Фильм вышел, и наши пути разлетелись. Издали следил я за цепью его триумфов, за этим неостановимым полетом. С каждой ролью талант его все мужал, высвечивались все новые свойства, новая зрелая глубина. И приходилось лишь изумляться, каким неведомым тайным зрением этот избранник, этот счастливец прочитывает чужую сумятицу, чужое лицо, чужие бездны.

Невольно закрадывалась тревога – что знаю я о его бессоннице? Публичная жизнь сплошь и рядом скрывает тотальное одиночество.

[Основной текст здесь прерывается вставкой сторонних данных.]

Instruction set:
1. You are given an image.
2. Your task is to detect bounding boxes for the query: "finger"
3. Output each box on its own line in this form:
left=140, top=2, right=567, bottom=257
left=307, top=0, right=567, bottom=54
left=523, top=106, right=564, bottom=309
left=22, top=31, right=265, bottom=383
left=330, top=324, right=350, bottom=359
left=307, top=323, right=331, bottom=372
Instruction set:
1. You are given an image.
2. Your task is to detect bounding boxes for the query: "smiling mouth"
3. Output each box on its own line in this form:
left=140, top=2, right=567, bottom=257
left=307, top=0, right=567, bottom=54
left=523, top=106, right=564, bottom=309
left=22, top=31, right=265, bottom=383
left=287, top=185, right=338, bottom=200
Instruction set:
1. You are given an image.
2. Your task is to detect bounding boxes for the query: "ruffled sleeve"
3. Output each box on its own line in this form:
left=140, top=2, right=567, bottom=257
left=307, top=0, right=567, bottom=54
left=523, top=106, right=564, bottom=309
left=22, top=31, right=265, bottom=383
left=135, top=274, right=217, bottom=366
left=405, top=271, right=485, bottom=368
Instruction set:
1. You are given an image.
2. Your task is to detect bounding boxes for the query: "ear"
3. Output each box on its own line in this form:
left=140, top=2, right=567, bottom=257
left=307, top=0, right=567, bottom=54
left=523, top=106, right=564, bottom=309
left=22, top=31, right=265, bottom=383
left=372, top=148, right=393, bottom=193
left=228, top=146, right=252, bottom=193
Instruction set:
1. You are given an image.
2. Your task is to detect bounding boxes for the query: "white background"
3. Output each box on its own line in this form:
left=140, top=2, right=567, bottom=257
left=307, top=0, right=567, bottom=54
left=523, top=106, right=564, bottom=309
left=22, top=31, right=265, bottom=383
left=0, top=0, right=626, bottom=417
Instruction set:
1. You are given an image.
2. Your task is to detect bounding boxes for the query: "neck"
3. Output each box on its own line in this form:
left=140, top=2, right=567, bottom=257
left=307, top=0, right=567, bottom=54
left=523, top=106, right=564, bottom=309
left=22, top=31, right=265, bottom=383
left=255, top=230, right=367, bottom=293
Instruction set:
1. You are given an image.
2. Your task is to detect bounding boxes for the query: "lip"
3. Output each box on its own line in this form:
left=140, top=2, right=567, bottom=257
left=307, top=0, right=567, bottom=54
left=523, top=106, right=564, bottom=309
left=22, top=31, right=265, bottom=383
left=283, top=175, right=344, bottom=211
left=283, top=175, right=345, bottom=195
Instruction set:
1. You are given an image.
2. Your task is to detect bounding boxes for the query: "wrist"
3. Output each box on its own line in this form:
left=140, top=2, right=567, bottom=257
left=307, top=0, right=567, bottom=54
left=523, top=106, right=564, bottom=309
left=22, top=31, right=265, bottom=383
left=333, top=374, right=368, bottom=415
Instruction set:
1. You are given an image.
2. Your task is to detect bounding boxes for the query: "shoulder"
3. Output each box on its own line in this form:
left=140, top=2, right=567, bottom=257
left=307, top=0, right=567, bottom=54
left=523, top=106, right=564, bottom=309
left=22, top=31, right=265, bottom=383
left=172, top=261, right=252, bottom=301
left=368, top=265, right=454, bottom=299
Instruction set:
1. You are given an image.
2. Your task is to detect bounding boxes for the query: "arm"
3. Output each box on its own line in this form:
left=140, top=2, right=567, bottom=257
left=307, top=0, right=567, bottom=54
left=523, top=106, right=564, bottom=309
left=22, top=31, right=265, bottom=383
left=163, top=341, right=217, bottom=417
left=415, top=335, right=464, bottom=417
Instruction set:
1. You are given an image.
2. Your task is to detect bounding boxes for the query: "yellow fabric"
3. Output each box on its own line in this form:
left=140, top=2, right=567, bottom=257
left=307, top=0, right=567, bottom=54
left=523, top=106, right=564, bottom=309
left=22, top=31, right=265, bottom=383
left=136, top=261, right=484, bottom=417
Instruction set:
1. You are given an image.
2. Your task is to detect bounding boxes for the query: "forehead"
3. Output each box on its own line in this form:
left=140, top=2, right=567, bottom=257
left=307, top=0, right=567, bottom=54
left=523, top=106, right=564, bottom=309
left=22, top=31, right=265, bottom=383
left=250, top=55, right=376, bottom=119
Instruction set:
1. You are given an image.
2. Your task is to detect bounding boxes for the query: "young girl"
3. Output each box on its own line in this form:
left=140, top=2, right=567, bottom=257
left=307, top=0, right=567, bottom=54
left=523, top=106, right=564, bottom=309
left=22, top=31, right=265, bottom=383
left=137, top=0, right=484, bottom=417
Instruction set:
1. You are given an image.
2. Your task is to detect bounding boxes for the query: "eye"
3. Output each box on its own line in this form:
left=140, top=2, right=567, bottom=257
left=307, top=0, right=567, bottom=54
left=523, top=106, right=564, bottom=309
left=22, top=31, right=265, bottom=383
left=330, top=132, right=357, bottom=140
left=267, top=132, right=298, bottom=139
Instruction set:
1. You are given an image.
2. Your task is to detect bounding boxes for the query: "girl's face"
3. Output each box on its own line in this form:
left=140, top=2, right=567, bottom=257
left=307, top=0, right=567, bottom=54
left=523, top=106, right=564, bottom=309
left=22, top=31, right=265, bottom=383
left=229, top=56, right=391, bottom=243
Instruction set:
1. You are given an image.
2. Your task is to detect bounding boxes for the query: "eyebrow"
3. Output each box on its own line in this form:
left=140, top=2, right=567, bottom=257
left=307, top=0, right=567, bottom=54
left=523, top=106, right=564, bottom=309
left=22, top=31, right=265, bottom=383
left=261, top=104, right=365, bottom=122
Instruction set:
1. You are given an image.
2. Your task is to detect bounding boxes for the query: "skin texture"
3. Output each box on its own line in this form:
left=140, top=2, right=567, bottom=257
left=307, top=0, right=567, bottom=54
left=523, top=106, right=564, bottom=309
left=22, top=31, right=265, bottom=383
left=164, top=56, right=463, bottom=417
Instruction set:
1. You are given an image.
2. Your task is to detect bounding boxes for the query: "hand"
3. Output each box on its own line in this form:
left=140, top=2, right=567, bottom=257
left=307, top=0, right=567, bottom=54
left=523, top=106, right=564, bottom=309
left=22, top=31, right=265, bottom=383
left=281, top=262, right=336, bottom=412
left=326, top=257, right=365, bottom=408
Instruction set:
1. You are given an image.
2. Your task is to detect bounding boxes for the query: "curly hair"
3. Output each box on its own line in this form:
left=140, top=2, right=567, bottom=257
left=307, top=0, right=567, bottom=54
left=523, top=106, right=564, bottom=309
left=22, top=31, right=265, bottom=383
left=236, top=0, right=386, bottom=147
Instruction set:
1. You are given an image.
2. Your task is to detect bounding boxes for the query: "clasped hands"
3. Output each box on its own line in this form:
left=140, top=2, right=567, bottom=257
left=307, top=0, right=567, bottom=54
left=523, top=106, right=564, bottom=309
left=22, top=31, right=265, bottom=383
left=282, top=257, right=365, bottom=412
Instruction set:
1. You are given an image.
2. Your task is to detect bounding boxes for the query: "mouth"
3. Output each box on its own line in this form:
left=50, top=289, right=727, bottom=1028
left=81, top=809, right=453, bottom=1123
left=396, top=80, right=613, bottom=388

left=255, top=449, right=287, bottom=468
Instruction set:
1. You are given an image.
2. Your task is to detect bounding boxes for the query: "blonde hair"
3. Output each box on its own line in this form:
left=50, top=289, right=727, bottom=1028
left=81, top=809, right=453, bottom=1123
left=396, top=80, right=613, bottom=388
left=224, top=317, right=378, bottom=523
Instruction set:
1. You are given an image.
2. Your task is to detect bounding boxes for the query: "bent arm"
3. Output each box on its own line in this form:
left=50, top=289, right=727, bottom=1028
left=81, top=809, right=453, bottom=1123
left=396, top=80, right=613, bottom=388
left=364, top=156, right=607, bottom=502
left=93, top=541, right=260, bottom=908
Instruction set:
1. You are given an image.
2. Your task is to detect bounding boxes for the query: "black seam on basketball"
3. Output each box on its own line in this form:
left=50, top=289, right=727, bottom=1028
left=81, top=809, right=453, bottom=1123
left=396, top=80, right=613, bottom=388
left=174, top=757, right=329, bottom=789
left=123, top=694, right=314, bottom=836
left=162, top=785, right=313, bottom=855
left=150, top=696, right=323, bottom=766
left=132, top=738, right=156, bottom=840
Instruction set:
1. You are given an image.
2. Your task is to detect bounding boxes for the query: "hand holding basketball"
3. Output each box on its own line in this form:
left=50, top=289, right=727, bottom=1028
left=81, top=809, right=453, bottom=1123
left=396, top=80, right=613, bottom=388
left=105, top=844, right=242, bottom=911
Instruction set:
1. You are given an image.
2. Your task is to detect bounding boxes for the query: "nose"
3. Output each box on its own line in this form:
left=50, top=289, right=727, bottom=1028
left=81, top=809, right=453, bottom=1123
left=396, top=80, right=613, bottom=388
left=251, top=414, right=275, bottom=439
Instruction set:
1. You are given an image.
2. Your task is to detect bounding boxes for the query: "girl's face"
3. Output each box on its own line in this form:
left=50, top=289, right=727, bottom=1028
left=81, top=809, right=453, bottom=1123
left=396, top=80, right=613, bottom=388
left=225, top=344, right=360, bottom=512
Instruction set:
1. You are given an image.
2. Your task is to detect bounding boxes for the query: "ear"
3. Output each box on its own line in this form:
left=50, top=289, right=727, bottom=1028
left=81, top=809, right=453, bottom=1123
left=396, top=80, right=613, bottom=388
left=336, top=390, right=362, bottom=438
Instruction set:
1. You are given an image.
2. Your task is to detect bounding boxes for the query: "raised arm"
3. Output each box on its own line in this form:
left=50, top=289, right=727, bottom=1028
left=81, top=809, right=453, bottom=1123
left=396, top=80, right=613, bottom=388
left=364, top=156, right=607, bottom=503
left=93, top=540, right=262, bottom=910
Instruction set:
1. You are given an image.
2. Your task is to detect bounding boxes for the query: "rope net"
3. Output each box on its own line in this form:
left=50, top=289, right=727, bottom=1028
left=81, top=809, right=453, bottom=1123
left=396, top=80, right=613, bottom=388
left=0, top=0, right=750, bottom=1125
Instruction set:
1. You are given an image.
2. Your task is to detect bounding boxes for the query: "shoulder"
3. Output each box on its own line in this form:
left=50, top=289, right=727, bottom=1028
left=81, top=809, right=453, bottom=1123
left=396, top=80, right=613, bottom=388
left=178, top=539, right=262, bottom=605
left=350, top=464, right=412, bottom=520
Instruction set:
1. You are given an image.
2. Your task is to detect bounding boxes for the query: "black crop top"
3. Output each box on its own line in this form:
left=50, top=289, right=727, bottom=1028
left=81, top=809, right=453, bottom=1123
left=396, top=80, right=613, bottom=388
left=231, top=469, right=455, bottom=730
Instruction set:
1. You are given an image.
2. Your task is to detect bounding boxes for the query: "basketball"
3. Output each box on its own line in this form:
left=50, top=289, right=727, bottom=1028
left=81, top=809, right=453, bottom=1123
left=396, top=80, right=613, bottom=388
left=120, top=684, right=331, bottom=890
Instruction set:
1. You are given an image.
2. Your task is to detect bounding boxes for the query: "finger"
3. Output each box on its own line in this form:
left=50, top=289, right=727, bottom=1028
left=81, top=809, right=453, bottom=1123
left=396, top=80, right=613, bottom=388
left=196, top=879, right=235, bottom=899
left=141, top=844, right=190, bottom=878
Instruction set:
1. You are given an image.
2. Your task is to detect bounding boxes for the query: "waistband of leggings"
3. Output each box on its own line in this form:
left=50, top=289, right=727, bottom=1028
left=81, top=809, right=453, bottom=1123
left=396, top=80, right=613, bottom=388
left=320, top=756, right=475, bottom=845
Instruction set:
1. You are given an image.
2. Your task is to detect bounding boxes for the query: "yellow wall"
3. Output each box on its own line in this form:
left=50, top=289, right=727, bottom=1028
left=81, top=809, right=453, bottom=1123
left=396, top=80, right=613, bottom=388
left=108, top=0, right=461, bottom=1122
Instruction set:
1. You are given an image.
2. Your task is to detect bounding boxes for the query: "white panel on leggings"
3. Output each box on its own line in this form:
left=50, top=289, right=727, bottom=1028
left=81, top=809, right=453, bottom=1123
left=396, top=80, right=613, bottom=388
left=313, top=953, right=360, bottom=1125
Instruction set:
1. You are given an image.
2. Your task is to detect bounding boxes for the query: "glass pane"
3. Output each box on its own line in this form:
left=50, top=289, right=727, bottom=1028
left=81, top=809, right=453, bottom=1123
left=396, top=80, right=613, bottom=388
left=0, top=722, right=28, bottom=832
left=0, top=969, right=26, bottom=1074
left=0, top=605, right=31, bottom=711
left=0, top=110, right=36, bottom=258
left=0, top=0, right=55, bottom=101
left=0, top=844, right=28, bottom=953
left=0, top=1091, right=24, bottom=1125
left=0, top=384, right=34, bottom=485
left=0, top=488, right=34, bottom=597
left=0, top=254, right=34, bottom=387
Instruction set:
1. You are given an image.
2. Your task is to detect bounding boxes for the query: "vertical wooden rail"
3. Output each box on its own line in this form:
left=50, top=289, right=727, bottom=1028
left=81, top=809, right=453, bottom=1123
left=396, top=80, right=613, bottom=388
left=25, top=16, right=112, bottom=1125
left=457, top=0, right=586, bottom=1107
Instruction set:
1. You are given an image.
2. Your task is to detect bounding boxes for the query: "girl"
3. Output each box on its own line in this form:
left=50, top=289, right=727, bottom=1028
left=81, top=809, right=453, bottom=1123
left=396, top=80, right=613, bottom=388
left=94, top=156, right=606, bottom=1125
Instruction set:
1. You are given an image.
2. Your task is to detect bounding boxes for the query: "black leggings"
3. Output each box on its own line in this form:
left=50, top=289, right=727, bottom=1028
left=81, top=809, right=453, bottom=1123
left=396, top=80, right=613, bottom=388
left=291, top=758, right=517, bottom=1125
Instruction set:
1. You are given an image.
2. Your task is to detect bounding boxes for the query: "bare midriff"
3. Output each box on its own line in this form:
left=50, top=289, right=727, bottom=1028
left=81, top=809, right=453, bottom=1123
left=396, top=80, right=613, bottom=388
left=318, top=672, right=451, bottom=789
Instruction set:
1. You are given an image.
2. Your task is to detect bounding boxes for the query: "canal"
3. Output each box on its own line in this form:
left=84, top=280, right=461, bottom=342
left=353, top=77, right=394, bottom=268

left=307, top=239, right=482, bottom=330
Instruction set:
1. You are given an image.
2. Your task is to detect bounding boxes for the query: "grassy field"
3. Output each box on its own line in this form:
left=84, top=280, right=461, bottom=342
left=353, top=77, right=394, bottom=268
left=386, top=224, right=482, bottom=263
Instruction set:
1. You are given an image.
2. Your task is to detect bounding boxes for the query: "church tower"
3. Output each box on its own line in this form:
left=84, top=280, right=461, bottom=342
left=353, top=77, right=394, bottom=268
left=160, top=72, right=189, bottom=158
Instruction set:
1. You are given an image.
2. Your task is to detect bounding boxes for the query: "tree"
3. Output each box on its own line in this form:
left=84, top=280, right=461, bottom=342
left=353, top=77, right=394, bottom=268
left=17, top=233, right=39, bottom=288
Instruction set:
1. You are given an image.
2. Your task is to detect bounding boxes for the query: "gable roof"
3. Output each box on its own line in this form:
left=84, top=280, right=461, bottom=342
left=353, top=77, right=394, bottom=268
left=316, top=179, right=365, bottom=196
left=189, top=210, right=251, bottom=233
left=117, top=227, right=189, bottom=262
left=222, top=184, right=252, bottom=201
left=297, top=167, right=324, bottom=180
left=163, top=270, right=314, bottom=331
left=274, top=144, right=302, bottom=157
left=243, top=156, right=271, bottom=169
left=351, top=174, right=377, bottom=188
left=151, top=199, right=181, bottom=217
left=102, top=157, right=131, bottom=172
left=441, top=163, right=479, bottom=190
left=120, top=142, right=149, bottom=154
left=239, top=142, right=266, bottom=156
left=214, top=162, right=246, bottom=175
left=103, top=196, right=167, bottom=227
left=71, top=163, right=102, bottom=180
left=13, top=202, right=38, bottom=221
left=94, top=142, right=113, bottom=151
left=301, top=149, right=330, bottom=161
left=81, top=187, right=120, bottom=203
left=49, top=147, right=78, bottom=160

Ведь неспроста сохраняет он дистанцию между собой и миром. Он представал и поэтом и цезарем, являлся то палачом, то жертвой (и тем и другим одновременно), но никогда – Олегом Меньшиковым. Оставалось только гадать, каким он стал за эти годы, как отпечатались годы и роли. Они ведь не исчезают бесследно, меняют и характер и душу.

А я в это время писал свою прозу о Костике Ромине и его спутниках, стремясь разглядеть, как уходит молодость, как жизнь безжалостно и методично творит побежденного из победителя. Так я собрал и выпустил эту обильную „Роминиаду“. Теперь, поставив в затылок друг другу (в хронологическом порядке) все эти романы и повести, можно увидеть, как Костик утратил свое лучезарное неведение и приобрел проклятое знание. Но на обложке первого тома сияет лицо Олега Меньшикова, неподвластное ни летам, ни опыту. И что бы ни сталось с Костиком Роминым, хочу, чтобы горькие перемены нисколько не отразились на том, кто воплотил его так совершенно.

Пусть он шагает своей дорогой, пусть остается и ныне и присно образом торжествующей и непокоренной юности!»